Vision transformers have demonstrated remarkable success in a wide range of computer vision tasks over the last years. However, their high computational costs remain a significant barrier to their practical deployment. In particular, the complexity of transformer models is quadratic with respect to the number of input tokens. Therefore techniques that reduce the number of input tokens that need to be processed have been proposed. This paper introduces Learned Thresholds token Merging and Pruning (LTMP), a novel approach that leverages the strengths of both token merging and token pruning. LTMP uses learned threshold masking modules that dynamically determine which tokens to merge and which to prune. We demonstrate our approach with extensive experiments on vision transformers on the ImageNet classification task. Our results demonstrate that LTMP achieves state-of-the-art accuracy across reduction rates while requiring only a single fine-tuning epoch, which is an order of magnitude faster than previous methods.
+ | = |
---|
An overview of our framework is shown below. Given any vision transformer, our approach adds merging (LTM) and pruning (LTP) components with learned threshold masking modules in each transformer block between the Multi-head Self-Attention (MSA) and MLP components. Based on the attention in the MSA, importance scores for each token and similarity scores between tokens are computed. Learned threshold masking modules then learn the thresholds that decide which tokens to prune and which ones to merge.
In each transformer block an importance score is calculated for every token $\mathbf{x}_i, i \in {1,…,n}$, where $n = h w$ is the number of tokens^{1}. A threshold $\theta^l \in \mathbb{R}, l \in {1,…,L}$, where $L$ is the number of transformer blocks, determines which tokens to keep and which to prune in each layer; only tokens with an importance score above the threshold are kept.

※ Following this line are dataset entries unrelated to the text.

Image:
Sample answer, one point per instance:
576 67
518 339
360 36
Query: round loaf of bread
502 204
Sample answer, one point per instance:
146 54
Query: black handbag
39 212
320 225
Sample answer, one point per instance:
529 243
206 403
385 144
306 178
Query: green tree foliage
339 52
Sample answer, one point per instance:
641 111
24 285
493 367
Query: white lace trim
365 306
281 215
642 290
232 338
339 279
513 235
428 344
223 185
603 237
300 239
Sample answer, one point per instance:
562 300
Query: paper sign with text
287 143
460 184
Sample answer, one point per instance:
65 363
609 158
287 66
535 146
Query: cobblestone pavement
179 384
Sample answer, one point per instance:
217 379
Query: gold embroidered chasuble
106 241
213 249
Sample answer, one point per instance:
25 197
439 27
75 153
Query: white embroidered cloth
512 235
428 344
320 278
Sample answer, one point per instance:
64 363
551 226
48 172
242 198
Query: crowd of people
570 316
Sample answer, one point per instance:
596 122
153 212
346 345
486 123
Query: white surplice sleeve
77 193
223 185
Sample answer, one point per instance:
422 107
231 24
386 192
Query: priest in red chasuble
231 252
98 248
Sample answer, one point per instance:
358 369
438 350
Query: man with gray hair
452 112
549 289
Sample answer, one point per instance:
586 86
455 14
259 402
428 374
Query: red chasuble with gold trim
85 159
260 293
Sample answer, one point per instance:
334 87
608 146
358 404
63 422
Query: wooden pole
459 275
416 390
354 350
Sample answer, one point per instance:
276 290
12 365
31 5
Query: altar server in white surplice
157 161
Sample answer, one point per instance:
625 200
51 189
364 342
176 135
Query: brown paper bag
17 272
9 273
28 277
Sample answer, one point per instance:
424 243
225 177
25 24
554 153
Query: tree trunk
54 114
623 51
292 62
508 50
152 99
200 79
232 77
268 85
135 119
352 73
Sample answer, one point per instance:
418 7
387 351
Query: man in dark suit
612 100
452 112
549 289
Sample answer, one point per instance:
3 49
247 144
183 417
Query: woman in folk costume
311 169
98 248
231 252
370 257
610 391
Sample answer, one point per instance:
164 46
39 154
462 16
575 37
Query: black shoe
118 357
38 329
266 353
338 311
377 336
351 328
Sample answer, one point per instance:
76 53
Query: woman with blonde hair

In order to prune tokens adaptively, we introduce a threshold masking module that, given the importance scores $\mathbf{s}^l \in \mathbb{R}^n$, learns a pruning threshold $\theta^l$ and outputs which tokens to keep. \begin{equation} M(\mathbf{s}^l_i, \theta^l) = \begin{cases} 1, &\text{if }\mathbf{s}^l_i > \theta^l\ 0, &\text{otherwise} \end{cases} \end{equation}
However, in order to make $\theta^l$ learnable during training, the threshold masking module needs to be differentiable. We achieve this by implementing the threshold masking module as a straight-through estimator (Bengio et al., 2013), where we estimate the masking function during backpropagation as \begin{equation} M(\mathbf{s}^l_i, \theta^l) = \sigma(\frac{\mathbf{s}^l_i - \theta^l}{\tau}) \end{equation} where $\sigma(x)$ is the sigmoid function and $\tau$ is the temperature hyperparameter.

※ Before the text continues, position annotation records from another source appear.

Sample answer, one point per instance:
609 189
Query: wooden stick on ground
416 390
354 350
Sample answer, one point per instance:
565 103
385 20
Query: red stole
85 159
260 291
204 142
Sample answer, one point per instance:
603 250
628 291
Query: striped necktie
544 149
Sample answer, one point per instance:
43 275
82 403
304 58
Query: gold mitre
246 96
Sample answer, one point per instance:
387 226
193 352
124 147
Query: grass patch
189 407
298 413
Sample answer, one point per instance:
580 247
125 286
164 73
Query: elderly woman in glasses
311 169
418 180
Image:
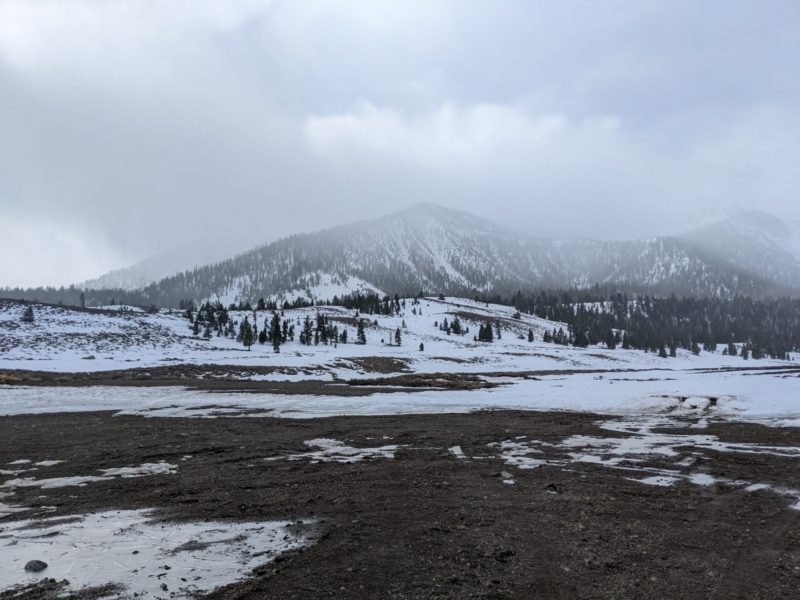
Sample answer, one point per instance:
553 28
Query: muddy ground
428 524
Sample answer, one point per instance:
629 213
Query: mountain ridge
436 249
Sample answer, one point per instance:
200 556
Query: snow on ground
336 451
763 398
639 443
159 468
67 340
145 557
61 339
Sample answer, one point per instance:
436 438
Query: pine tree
361 336
275 332
611 341
247 334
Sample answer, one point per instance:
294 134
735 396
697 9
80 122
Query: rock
34 566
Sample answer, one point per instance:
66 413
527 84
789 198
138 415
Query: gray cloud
131 127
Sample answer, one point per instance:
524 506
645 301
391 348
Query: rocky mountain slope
427 247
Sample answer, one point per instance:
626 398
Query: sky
131 127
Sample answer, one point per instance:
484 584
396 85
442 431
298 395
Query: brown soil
429 525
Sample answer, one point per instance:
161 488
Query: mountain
156 268
431 248
756 242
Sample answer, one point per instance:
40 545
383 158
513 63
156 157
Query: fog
131 127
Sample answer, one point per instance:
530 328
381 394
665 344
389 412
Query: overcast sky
129 127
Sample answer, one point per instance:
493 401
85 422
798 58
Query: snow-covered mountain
756 242
170 262
431 248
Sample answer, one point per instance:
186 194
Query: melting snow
159 468
145 557
336 451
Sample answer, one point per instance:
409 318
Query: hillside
427 247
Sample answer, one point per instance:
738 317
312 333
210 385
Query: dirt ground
428 524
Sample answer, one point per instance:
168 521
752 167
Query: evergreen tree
611 341
275 332
247 334
196 326
361 336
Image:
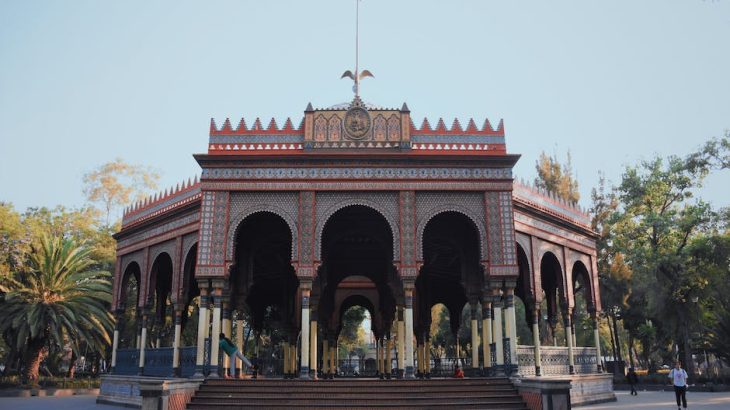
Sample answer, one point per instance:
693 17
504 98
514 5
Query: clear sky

During inference we only keep the tokens in the $l$-th block where $M(\mathbf{s}^l_i, \theta^l) = 1$. However, during training, we can not simply drop tokens as that does not allow the model to backpropagate the influence of the threshold on the model performance. We, therefore, create a mask indicating which tokens are kept and which ones are pruned. Every threshold masking module only updates the entries of the mask for the tokens that have not yet been removed prior to that layer, as tokens that are pruned in an earlier layer have to remain pruned. We construct the pruning mask $\mathbf{m}^l \in [0,1]^n$ as follows: \begin{equation} \mathbf{m}^l_i = \begin{cases} M(\mathbf{s}^l_i, \theta^l), &\text{if } \mathbf{m}^{l-1}_i = 1\ \mathbf{m}^{l-1}, &\text{otherwise} \end{cases} \end{equation}
To implement the effect of pruning with a mask during the forward pass, our approach makes changes to the only place where tokens influence each other: the attention mechanism^{2}.

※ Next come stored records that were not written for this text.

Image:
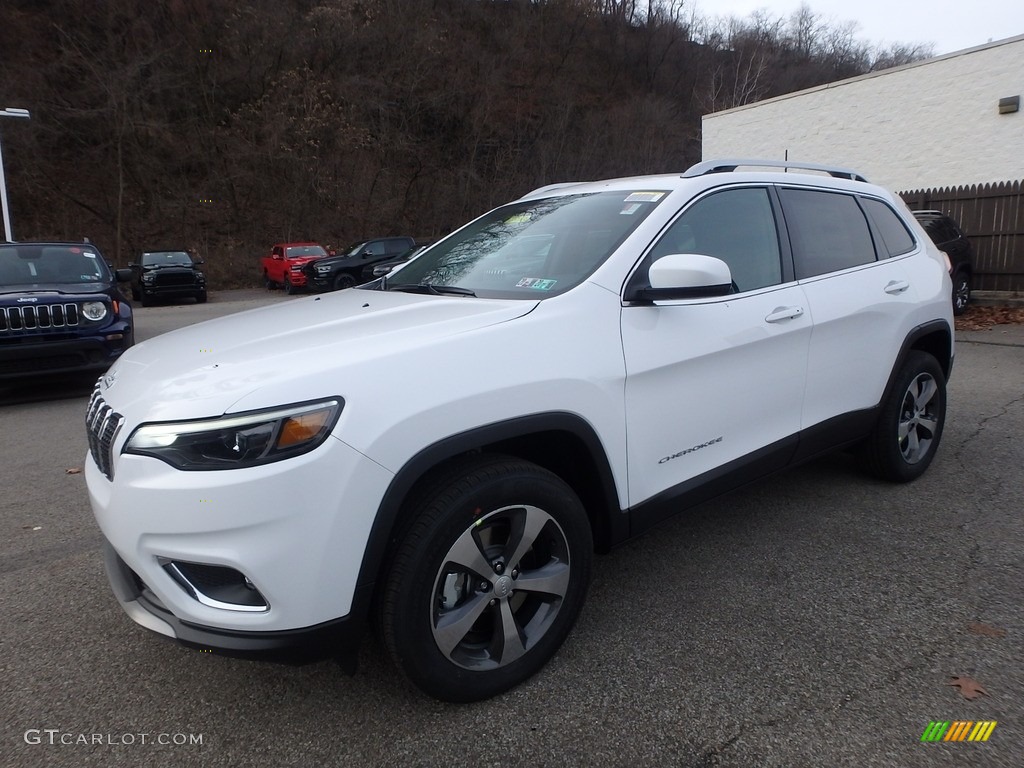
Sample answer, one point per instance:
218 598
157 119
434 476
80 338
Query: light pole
10 112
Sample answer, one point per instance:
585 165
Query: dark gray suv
947 236
345 269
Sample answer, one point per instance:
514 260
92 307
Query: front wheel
909 426
488 579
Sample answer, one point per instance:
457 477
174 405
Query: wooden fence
992 217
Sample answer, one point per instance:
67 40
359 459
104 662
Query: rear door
716 384
859 294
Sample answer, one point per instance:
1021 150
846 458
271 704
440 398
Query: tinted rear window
895 236
828 231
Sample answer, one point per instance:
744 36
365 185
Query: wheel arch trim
388 516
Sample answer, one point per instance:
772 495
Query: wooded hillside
226 126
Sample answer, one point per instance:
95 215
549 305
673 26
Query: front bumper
168 291
316 283
339 639
39 356
295 530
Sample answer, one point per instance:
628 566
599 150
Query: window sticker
537 284
644 198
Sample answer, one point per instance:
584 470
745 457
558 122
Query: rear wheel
487 581
962 292
909 426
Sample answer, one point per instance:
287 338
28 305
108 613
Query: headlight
93 310
241 440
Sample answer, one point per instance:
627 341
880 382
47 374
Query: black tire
909 426
962 291
449 566
342 282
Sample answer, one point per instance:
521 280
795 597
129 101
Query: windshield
529 249
34 263
298 252
166 258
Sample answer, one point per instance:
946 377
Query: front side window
827 229
529 249
735 225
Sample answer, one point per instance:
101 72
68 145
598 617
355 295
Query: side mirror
684 275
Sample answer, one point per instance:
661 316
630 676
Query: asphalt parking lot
813 620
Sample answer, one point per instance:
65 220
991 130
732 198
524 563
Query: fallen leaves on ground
987 630
969 688
983 317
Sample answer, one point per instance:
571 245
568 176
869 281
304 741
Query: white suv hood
286 353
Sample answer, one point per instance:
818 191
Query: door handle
897 287
780 313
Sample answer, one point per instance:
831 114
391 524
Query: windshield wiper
431 289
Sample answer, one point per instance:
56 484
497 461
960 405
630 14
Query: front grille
101 426
37 316
167 281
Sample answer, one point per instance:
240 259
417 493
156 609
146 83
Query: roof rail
550 187
727 166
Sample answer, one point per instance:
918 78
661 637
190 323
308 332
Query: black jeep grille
175 279
101 425
37 316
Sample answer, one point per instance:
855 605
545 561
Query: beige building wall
934 123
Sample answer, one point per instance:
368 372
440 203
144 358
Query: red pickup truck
283 268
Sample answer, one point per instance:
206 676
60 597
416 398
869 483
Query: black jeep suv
60 310
345 269
947 237
167 274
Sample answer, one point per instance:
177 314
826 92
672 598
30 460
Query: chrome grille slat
36 316
102 424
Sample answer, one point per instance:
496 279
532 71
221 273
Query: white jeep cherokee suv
443 450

Recall the original formula for attention (Vaswani et al., 2017): \begin{equation} \operatorname{Attention}(\mathbf{Q}, \mathbf{K}, \mathbf{V}) = \operatorname{softmax}(\frac{\mathbf{QK}^T}{\sqrt{d_k}})\mathbf{V} \end{equation}
In order to avoid that the masked tokens influence the attention mechanism, we propose a modified function: \begin{equation} \operatorname{Attention-with-mask}(\mathbf{Q}, \mathbf{K}, \mathbf{V}, \mathbf{m}) = \mathbf{S}\mathbf{V} \end{equation} where,
\begin{equation} \mathbf{S}_{ij} = \frac{\exp(\mathbf{A}_{ij})\mathbf{m}_{j}}{\sum_{k=1}^N\exp(\mathbf{A}_{ik})\mathbf{m}_{k}}, 1\le i,j,k\le n \end{equation}
and, \begin{equation} \mathbf{A} = \mathbf{Q}\mathbf{K}^T/\sqrt{d_k} \in \mathbb{R}^{n\times n} \end{equation} $\operatorname{Attention-with-mask}$ computes a masked softmax, which is equivalent to a softmax calculated with the pruned tokens removed. $\operatorname{Attention-with-mask}$ is conceptually similar to the masked attention as found in the transformer decoder of language models. However, where the masking in transformer decoders is done by setting masked tokens to $-\infty$, our approach requires the influence of the straight-through estimator mask to propagate to the thresholds during backpropagation.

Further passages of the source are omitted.